Il 25 febbraio del 2011 questo organismo accusa Muammar Gheddafi  di “crimini contro l’umanità”, chiedendo alle Nazioni Unite un intervento armato a difesa della popolazione civile libica. Ma, il giornalista francese Julien Teil, attraverso un suo documentario dal titolo “La guerra umanitaria”, demolisce le accuse contro Gheddafi e, attraverso un’intervista, smaschera le menzogne dello stesso Bouchiguir.

Nonostante tutto, il 28 giugno 2011, il Procuratore Capo del Tribunale Penale Internazionale, Luis Moreno Ocampo, in base alle prove (false) esibite, emette un mandato d’arresto contro Gheddafi, il figlio  Saif Al Islam e Abdullah Al Senussi.

Nello stesso tempo, Al Jazeera e la BBC riferiscono che “il governo libico, nel tentativo di reprimere le manifestazioni popolari, ha compiuto delle incursioni aeree su Bengasi”, ma questo ennesimo episodio di disinformazione, nella  quale Al Jazeera la fa da maestra, viene smentito seccamente da un rapporto pubblicato dall’Esercito russo in cui si afferma che quella zona è monitorata dallo spazio e che “nessun attacco aereo o incursione ha avuto luogo”.

Mai nessuna  verifica alle accuse a Gheddafi è mai stata fatta dal Tribunale Penale Internazionale e ciò dimostra  la deliberata volontà delle autorità internazionali di perseguire l’obbiettivo prefissato: la caduta del regime a qualunque costo e con qualsiasi mezzo.

Intanto Soliman Bouchiguir ammette che le accuse da lui portate a Ginevra contro il dittatore libico sono opera del Consiglio Nazionale di Transizione dell’opposizione, Mahomoud Jibril, ex Primo Ministro, già amministratore della società internazionale “JTRACK”, che si occupa di fornire personale per la formazione ai politici arabi e del sud est asiatico, nel campo della comunicazione. Uno dei principali clienti è stato Hamad Bin Khalifa AlThani, l’emiro del Qatar e padrone della Tv “Al Jazeera”, la stessa che ha accusato Gheddafi, con un’altra bufala, cioè di aver fatto distribuire nell’esercito grosse quantità di “viagra” per incrementare gli stupri su donne e bambine!

Nonostante nessuna prova e le evidenti ed imbarazzanti menzogne fabbricate, il 17 marzo 2011, le Nazioni Unite, con la “Risoluzione 1973”, autorizzano l’istituzione della “No Fly Zone”, una zona interdetta al traffico aereo sulla Libia con il compito di “proteggere i civili”. Due giorni dopo, la coalizione occidentale incomincia i bombardamenti e riduce l’ex colonia italiana ad un cumulo di macerie.

La Libia era un Paese senza debito con l’estero, il suo popolo vantava il reddito pro capite più alto dell’Africa, non conosceva il significato occidentale della “democrazia” perché la società è strutturata su base tribale.
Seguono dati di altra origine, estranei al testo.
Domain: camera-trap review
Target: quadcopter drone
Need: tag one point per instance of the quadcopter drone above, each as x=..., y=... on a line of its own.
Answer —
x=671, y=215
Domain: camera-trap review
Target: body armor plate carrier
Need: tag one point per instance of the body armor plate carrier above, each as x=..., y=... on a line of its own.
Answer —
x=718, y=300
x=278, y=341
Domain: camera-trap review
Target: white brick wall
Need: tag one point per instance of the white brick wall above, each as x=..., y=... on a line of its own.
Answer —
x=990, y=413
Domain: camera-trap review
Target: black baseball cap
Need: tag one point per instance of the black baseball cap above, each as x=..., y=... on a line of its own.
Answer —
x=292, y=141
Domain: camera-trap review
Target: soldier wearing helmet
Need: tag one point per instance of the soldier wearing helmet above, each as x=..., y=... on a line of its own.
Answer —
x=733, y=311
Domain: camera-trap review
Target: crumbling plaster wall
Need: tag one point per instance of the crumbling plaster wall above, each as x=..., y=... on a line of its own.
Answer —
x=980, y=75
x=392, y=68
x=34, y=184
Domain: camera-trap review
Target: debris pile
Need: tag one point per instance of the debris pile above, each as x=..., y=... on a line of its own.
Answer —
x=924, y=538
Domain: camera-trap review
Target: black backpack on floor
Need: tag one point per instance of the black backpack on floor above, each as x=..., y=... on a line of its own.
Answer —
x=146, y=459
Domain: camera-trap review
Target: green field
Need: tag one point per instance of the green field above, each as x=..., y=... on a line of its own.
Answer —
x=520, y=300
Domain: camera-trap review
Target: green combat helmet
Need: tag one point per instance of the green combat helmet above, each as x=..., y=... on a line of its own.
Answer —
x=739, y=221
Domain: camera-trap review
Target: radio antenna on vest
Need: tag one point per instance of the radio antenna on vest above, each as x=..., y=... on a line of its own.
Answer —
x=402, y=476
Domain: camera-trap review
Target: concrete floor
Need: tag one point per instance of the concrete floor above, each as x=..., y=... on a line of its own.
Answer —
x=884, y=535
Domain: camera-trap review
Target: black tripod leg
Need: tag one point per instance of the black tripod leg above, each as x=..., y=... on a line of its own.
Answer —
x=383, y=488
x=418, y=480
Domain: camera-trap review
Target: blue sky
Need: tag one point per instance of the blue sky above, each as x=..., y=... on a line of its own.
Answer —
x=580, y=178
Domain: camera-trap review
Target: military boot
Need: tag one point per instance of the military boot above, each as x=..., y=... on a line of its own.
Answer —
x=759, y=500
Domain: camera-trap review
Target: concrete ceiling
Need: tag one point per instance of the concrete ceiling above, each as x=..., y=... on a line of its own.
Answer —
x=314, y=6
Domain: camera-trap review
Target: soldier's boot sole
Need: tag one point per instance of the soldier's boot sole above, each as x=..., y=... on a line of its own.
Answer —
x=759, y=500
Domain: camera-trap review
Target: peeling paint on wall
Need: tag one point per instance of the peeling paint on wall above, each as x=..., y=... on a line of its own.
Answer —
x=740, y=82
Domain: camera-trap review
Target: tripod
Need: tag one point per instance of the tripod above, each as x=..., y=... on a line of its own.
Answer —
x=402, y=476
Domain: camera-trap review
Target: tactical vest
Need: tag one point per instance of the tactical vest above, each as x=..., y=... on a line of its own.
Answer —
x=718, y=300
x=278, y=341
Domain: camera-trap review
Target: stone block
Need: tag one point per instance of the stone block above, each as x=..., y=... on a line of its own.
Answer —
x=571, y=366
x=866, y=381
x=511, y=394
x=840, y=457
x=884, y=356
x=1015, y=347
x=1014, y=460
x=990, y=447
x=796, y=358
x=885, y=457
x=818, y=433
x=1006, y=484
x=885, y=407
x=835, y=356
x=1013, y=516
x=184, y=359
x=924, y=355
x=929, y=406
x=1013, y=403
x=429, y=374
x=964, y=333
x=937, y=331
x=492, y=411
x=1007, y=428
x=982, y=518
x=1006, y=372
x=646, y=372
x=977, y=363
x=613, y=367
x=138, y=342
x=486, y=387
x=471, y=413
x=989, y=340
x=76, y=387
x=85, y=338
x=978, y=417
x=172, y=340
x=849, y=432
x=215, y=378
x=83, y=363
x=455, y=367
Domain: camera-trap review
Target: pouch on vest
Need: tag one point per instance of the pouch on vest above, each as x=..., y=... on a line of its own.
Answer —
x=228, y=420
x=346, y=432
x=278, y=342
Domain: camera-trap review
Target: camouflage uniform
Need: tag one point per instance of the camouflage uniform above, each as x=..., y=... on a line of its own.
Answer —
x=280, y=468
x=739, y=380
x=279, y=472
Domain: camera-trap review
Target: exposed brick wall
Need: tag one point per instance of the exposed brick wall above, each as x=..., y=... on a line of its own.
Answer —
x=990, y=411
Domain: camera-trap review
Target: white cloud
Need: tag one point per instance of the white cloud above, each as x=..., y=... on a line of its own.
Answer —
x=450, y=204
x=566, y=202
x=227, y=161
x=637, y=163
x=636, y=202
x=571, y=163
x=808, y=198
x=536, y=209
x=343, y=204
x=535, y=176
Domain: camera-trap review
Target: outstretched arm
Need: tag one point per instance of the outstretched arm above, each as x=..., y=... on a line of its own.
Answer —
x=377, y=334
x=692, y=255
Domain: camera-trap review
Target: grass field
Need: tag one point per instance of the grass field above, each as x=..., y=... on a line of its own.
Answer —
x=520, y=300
Allora l’uomo comune si chiede: “perché l’hanno fatto? “. A questa domanda risponde il 28 marzo 2011 il Report  “Il test della Libia del Nuovo Ordine Internazionale”, curato da Brooking Institute e che vede la Libia come una “prova per sperimentare la determinazione e la credibilità della comunità internzionale”. (“Libia per un governo mondiale” – Land Destroyer 28/03/2011). Allora tutto diventa più chiaro!

Gli ultimi tre anni hanno visto una nazione distrutta, senza autorità e sicurezza in mano ad Al Quaida ed alle bande islamiste. I nostri interessi andati in fumo dai bombardamenti  e dalla guerra nella quale siamo stati trascinati. In compenso, alle porte dell’Italia, la minaccia islamica avanza ed il neo Califfo dell’ISIS, Al Baghdadi, dice che tra non molto “marcerà su Roma”. Fantasie? Non tanto! Ma la tragedia attuale della Libia e la marea di profughi che quotidianamente raggiungono le nostre coste sarà oggetto di un prossimo articolo.